This application claims the priority benefits of Japanese application no. 2022-053987, filed on Mar. 29, 2022. The entirety of the above-mentioned patent application is hereby incorporated by reference herein and made a part of this specification.
The disclosure relates to an interactive system.
Module-based systems have been used in practical interactive systems (see, for example, Japanese Patent Laid-Open No. 2016-71050). The interaction management part thereof has been done by programmatic rule-based or learning algorithms. A huge amount of data is required for interaction management done by learning algorithms. If the interaction management is done by programs, the range that can be handled is limited, but the management can be handled without data.
However, in the related technology, if the preconditions, etc. for interaction management are all written in programs, the management becomes complicated and it is not easy to make changes. A technology has also been proposed that allows everything to be described with declarative data, but the processing of preconditions, etc. differs for each application, and on the contrary, it may be difficult to describe without using programs, and it is important to balance the part that can be described with data and the part that can be described with programs.
An interactive system according to one aspect of the disclosure includes an expert for each topic; and an expert selector selecting the expert according to a content of an utterance of a user. The expert includes a plurality of components. One of the plurality of components determines whether information required for a goal of an interaction is complete; and in response to that there is missing information, generates a task for obtaining the missing information, adds a component associated with the task, and executes the task by the component added; and in response to that the information required is complete, outputs a reply to the utterance of the user.

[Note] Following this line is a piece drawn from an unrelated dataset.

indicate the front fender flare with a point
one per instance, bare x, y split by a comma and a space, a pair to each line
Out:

The disclosure provides an interactive system that is easy to manage.
(1) In view of the above, an interactive system according to one aspect of the disclosure includes an expert for each topic; and an expert selector selecting the expert according to a content of an utterance of a user. The expert includes a plurality of components. One of the plurality of components determines whether information required for a goal of an interaction is complete; and in response to that there is missing information, generates a task for obtaining the missing information, adds a component associated with the task, and executes the task by the component added; and in response to that the information required is complete, outputs a reply to the utterance of the user.
(2) Further, in the interactive system according to one aspect of the disclosure, the component may include at least one of a component name, a list of conditions including a type of utterance and an intent of utterance, an output for the utterance of the user, and a next component name.
(3) Further, in the interactive system according to one aspect of the disclosure, the expert selector may calculate a score of a degree of a domain to which each expert for each topic belongs, and select the expert of the domain with the highest calculated score.
(4) Further, in the interactive system according to one aspect of the disclosure, processing of the component may be Last-In-First-Out processing.
(5) Further, in the interactive system according to one aspect of the disclosure, the expert selector may change the expert selected during interaction based on the utterance of the user.
According to (1) to (5), it is possible to provide an interactive system that is easy to manage.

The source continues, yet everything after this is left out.